Most people would say that they can recognize when a loved one is living with alcoholism but if you asked them to define it, they might have a more difficult time putting this type of addiction into words.
Signs of Alcoholism
Alcoholism is a severe pattern of behavior that was called alcohol addiction and alcohol dependence at one point. It includes having a tolerance for alcohol, which means having to drink more to get the desired effect, or experiencing withdrawal symptoms if a person goes for too long without a drink.
An alcoholic has trouble drinking in moderation, even if they plan to “take it easy” on a particular occasion.
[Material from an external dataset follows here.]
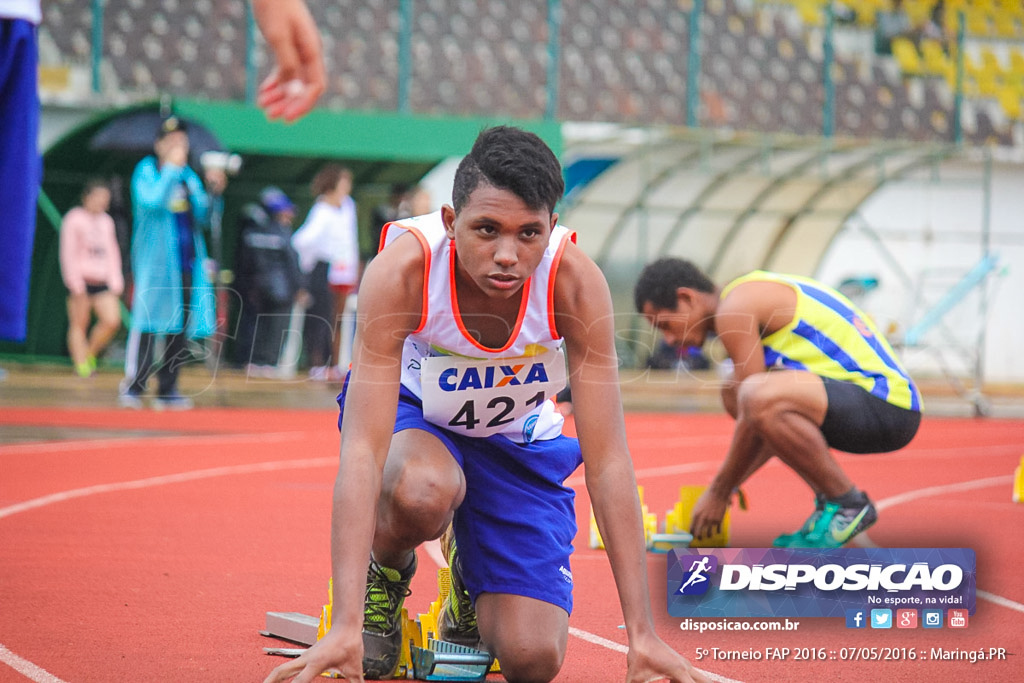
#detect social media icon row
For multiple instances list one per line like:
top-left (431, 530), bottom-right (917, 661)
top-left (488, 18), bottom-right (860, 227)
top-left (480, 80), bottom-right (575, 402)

Once they start drinking, they drink more alcohol or drink longer than they had originally planned.
Another sign of alcoholism is when someone spends a lot of time and effort procuring, using or recovering from their alcohol consumption. A person in this situation continues to drink in spite of negative consequences their alcohol use is having in their life.
An alcoholic may run into problems at work or school due to drinking (absenteeism, difficulties getting along with peers or supervisors or teachers), personal relationships may suffer, they may have financial difficulties from drinking, alcohol use may have an adverse effect on their health, they put themselves at increased risk of injuring themselves from falls while drunk and someone who drives after drinking is a hazard to others while on the road.
Alcoholism is not a weakness of character or a pattern of bad behavior that a person chooses to engage in over months or years. It is considered to be a disease which affects over 16 million adults in the US, according to the National Institute on Alcohol Abuse and Alcoholism (NIH). Young people are not immune from becoming alcoholics, either. The NIH released statistics indicating that an estimated 697,000 people aged 12-17 had an alcohol addiction. This figure was made up of 385,000 females and 311,000 males.